An Almost-Missed Finding

November 11, 2008 in Research

I received an email from Ancestry today with “Possible record matches” in the subject line.   Those of you who use Ancestry know that they give you hints, with little green leaves indicating some sort of match in their records, whether it be in another tree, a historical record, etc.  This email contained three such hints.  Sometimes  I open these emails, but sometimes I don’t, because often the hints are for secondary or tertiary lines.

The second hint was for “Amanda” no last name and indicated a potential match in the 1900 census.  I almost didn’t look at it, because the fact that I had no last name meant that this was a wife for whom I had no further data and, moreover, I didn’t recognize the name as a direct ancestor.

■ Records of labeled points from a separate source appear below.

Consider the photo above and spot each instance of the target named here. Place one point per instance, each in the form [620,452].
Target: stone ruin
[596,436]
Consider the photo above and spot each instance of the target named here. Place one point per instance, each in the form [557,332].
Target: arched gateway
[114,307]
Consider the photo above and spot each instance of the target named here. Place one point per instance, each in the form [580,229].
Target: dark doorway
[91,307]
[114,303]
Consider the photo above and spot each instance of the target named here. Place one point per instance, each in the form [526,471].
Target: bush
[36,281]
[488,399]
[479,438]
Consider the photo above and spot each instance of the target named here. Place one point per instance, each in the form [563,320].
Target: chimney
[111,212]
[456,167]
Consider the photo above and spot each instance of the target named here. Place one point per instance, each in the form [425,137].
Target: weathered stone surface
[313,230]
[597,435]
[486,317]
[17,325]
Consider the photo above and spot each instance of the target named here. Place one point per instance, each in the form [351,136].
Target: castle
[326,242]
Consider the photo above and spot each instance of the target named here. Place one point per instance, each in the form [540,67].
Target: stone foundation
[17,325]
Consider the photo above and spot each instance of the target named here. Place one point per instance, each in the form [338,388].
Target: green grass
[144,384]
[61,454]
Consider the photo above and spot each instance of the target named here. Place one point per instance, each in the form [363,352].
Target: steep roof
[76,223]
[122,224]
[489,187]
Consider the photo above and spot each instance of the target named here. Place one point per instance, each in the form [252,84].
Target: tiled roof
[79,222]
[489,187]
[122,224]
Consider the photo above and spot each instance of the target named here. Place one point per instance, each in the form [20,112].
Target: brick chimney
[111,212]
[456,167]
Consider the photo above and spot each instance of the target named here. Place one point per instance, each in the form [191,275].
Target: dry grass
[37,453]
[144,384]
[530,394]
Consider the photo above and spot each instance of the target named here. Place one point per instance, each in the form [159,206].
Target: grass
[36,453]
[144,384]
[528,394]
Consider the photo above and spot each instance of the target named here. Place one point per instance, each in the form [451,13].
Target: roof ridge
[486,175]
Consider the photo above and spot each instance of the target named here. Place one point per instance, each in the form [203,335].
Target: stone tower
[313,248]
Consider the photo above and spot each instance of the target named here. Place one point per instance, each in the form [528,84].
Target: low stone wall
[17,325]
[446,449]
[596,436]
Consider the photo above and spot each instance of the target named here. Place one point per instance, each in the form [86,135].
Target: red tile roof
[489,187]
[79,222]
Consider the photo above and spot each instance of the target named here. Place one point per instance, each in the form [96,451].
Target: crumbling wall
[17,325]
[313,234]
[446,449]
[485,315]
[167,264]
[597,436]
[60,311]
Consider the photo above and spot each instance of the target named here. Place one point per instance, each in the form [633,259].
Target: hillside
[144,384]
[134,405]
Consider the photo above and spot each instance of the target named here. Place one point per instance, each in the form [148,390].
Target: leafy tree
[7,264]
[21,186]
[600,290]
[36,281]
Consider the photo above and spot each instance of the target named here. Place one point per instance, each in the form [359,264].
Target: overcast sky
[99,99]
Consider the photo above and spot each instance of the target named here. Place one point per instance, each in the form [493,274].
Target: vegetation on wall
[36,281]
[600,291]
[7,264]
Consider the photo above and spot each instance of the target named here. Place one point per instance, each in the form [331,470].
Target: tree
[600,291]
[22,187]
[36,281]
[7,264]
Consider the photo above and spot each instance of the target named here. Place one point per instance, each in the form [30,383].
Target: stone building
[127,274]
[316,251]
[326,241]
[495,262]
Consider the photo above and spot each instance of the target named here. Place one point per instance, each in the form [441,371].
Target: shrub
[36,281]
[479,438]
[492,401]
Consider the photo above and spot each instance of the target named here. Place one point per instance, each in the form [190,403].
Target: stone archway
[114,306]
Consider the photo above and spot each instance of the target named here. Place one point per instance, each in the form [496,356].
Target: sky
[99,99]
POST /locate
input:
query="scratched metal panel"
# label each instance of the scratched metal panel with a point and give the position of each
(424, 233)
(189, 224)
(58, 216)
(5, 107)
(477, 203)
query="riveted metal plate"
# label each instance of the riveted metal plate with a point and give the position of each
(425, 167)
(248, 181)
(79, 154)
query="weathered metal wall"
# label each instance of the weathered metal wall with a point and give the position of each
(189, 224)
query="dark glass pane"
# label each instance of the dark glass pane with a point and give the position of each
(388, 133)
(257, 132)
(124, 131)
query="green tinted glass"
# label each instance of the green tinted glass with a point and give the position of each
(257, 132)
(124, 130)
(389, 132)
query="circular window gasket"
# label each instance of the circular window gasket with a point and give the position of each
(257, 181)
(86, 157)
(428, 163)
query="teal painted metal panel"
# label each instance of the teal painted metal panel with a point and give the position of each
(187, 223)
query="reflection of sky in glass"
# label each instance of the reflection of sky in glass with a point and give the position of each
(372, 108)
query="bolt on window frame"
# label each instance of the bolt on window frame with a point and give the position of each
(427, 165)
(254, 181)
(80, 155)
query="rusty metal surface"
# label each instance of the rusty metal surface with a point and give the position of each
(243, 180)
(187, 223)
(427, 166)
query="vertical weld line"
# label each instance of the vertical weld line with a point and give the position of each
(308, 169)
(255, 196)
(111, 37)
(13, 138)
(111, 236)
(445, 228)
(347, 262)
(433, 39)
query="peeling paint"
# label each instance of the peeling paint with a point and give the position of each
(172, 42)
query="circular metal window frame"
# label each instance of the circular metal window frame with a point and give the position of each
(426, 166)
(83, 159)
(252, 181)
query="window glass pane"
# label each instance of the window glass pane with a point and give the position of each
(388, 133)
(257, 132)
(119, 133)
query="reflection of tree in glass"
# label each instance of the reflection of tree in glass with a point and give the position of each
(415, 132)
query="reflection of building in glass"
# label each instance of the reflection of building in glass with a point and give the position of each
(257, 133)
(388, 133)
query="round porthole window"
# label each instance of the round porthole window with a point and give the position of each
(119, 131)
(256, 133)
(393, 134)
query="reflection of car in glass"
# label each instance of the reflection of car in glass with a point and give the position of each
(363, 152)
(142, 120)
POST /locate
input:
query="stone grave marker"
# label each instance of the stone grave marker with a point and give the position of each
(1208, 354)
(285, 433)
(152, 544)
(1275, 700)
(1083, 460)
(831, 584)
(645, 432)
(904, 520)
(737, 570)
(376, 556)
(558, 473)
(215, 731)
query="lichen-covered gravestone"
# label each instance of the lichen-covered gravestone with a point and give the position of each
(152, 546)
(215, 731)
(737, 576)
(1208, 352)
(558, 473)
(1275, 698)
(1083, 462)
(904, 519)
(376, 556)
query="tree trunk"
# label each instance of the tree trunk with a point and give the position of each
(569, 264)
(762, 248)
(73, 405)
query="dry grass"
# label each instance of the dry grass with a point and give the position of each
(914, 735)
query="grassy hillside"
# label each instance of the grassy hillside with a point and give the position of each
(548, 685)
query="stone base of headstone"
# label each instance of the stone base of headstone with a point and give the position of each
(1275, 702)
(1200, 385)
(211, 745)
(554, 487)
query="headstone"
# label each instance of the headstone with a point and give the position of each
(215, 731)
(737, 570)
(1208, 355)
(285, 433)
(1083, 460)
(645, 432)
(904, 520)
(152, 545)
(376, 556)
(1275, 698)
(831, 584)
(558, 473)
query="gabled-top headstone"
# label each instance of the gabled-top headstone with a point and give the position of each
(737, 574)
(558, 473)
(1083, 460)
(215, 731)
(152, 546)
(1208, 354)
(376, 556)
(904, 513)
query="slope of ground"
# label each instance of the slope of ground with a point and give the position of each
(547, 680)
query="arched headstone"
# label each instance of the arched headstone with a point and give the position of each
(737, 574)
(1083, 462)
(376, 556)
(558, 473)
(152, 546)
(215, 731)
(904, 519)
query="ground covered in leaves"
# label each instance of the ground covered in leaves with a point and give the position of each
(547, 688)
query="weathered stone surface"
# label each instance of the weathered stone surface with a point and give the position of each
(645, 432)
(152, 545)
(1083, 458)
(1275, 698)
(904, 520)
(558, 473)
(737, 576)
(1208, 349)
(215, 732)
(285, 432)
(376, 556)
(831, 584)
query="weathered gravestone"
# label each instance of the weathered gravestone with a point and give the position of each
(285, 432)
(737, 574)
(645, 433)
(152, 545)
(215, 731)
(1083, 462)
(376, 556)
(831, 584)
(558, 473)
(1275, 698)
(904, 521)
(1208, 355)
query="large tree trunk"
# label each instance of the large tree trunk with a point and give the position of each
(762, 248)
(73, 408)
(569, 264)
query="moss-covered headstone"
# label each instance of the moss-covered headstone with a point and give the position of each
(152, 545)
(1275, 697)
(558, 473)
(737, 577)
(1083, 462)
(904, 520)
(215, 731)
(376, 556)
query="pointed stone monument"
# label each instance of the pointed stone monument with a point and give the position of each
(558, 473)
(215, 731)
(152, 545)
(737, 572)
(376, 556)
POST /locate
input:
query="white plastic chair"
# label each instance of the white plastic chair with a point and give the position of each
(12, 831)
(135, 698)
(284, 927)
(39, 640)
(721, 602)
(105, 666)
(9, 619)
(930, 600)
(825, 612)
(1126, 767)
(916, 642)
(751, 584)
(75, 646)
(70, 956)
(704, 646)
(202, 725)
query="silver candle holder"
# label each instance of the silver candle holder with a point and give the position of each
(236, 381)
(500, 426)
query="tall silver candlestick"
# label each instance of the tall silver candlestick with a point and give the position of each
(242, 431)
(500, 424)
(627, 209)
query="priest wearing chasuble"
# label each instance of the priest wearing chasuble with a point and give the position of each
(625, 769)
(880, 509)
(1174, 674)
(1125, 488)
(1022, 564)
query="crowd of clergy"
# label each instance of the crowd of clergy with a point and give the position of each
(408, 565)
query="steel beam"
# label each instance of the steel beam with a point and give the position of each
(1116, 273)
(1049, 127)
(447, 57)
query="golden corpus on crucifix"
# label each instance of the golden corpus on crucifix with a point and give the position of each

But I did click on it.  Amanda did turn out to be the wife of an ancestor’s brother (Edward Roberts), just as I had suspected.  I glanced over the names in the household and realized there were several children that I did not have in my database.  I almost blew it off, because I was tired.  I noticed that the last name in the household was “Mariah,” and I thought “Oh, they named a daughter after Mariah Langston.”  Then I noticed the relationship to head of household.  It was not daughter, but mother.  This was not someone named after Mariah Langston; it was Mariah Langston, living with her youngest son.

I checked my records and I had census data for Mariah in 1880 and 1910, but not 1900.  This is an important find, that I almost missed, because I didn’t feel like branching out in the tree.

Related posts:

Thanks for reading my blog! This is where I write about my adventures as a 21st-century genealogy hobbyist, striving to do professional-quality work. It’s my journal, my scrapbook, and my research notebook. Read more.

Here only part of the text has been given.